Les Intelloes ont sélectionné pour vous cinq livres à bouquiner près du sapin en décembre. Voyage dans le désert américain, portrait de féministe d’un autre siècle, harcèlement dans les transports au Japon, vengeance ou encore deuil ; une sélection à la fois éprouvante et passionnante.

Un simple viol, de Marie-Sabine Roger

 

Couverture d'

© éditions Babel

La vengeance est un plat qui se mange froid. Un soir d’hiver, alors qu’elle rentre au domicile familial, Maud, 12 ans, est violée par un inconnu dans une ruelle sombre. À 17 ans,  elle n’a pas oublié cette nuit. Qui l’oublierait ? Maud n’a jamais parlé. Jamais raconté. Depuis, la vie de l’adolescente n’est que rage et colère. Maud est vide, triste et violente. Elle se répète : « fallait pas être en vie ».

Pour passer le temps, elle boit et drague pour combler ses désirs sexuels. C’est elle qui décide maintenant. Mais elle n’aime jamais. Au fond de sa poche, elle garde un cutter et joue avec la lame. Au cas où. Elle cherche toujours cet homme sans pour autant s’en souvenir. « C’est un fantôme. » Jusqu’à la fin, Marie-Sabine Roger transporte le lecteur dans la tête de cette jeune femme pour lui faire pleinement ressentir sa peine et sa douleur.

Un roman noir, bouleversant et terrifiant qui ne s’oublie pas, comme un « simple viol ».

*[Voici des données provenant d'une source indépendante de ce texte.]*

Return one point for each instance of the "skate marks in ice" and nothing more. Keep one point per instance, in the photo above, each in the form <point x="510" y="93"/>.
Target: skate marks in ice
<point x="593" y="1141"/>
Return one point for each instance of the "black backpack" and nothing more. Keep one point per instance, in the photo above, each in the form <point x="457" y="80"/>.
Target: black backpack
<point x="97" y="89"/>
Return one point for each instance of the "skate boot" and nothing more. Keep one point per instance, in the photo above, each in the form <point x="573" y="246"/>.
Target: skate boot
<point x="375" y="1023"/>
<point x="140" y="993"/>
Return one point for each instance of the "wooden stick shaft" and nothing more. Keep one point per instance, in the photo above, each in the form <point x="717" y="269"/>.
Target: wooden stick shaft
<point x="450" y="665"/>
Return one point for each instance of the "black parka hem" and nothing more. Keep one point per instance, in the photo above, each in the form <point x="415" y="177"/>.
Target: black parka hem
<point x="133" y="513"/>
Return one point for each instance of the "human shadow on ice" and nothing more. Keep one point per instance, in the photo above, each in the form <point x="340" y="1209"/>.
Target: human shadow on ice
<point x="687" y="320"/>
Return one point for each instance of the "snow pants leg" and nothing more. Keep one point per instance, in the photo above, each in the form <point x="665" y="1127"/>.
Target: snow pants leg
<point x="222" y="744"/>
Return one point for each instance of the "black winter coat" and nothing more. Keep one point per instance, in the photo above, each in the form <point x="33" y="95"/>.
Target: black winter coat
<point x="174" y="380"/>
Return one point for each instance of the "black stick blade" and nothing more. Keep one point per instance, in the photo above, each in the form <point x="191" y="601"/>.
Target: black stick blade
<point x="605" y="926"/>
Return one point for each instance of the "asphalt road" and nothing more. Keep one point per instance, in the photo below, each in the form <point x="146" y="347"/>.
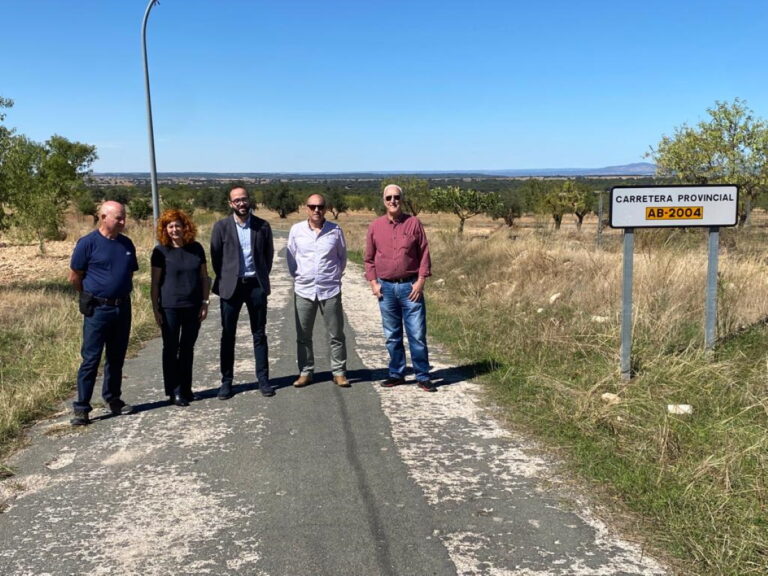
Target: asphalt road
<point x="314" y="481"/>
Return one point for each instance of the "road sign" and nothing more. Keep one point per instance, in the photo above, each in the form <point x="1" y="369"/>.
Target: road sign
<point x="674" y="206"/>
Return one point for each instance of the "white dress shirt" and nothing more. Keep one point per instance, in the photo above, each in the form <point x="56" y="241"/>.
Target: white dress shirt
<point x="316" y="260"/>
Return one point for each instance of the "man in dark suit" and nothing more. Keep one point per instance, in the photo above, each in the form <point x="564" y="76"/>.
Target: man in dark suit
<point x="241" y="256"/>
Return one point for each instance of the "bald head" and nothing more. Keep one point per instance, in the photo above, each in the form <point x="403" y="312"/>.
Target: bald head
<point x="111" y="218"/>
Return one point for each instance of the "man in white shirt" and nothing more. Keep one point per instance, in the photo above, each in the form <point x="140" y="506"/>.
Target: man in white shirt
<point x="317" y="256"/>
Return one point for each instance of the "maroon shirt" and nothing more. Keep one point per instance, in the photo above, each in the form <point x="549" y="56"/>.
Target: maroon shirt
<point x="396" y="249"/>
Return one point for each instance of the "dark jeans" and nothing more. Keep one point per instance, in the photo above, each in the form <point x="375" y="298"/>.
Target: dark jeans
<point x="109" y="327"/>
<point x="255" y="300"/>
<point x="180" y="329"/>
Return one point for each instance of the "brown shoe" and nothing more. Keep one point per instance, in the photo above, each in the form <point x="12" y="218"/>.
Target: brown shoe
<point x="303" y="380"/>
<point x="341" y="380"/>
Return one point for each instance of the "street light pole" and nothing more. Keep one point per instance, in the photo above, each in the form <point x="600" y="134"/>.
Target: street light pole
<point x="152" y="165"/>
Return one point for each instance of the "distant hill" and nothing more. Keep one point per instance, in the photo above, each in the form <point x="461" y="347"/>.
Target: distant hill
<point x="636" y="169"/>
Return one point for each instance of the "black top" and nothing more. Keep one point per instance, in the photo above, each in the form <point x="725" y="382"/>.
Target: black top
<point x="180" y="284"/>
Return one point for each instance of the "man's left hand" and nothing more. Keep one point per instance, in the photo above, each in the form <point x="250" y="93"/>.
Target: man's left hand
<point x="417" y="290"/>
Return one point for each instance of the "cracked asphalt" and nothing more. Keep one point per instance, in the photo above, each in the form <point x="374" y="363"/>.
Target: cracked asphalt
<point x="314" y="481"/>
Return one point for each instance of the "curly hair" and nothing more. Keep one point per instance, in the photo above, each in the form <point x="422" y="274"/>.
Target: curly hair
<point x="190" y="230"/>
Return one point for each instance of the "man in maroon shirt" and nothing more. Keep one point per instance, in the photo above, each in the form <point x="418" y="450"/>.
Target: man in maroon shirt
<point x="397" y="265"/>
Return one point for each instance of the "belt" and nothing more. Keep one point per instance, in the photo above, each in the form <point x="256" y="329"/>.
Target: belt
<point x="402" y="280"/>
<point x="110" y="301"/>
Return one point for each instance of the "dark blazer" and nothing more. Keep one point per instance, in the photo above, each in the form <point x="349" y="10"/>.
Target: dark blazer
<point x="225" y="254"/>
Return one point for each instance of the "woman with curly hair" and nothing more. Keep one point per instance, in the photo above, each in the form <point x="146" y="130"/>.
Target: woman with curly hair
<point x="180" y="289"/>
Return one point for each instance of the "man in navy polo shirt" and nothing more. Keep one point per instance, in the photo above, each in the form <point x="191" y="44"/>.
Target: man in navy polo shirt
<point x="101" y="270"/>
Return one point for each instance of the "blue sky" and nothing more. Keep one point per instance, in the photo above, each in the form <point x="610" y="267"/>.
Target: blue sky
<point x="402" y="85"/>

Un simple viol, Marie-Sabine Roger, éditions Babel, 128 pages, 6,80€, sorti le 4 octobre 2017

 

 Gabriële, de Anne et Claire Berest 

 

Couverture de Gabriele de Anne et Claire Berest

© éditions Stock

Portrait de féministe du XXe siècle. Anne et Claire Berest, les autrices, sont les arrières-petites-filles de Gabriële Buffet-Picabia. En découvrant et fouillant les archives familiales, elles se décident à raconter l’histoire de cette femme au parcours époustouflant.

Gabriële est née en en 1881 d’une famille aisée. Elle s’est battue et acharnée pour réaliser ses études de musicienne. Elle est d’ailleurs la seule fille de sa promotion. La compositrice rencontre Francis Picabia, le peintre, en 1908. Elle a 27 ans et devient « la femme au cerveau érotique ». Au cours d’éprouvantes discussions autour de l’art avant-gardiste, elle pousse son mari dans ses retranchements. Gabriële a toujours une longueur d’avance. Avec sa force, elle ensorcelle Marcel Duchamp et Guillaume Apollinaire.

Gabriële est un formidable ouvrage à lire et offrir pour faire lumière sur toutes ces artistes oubliées.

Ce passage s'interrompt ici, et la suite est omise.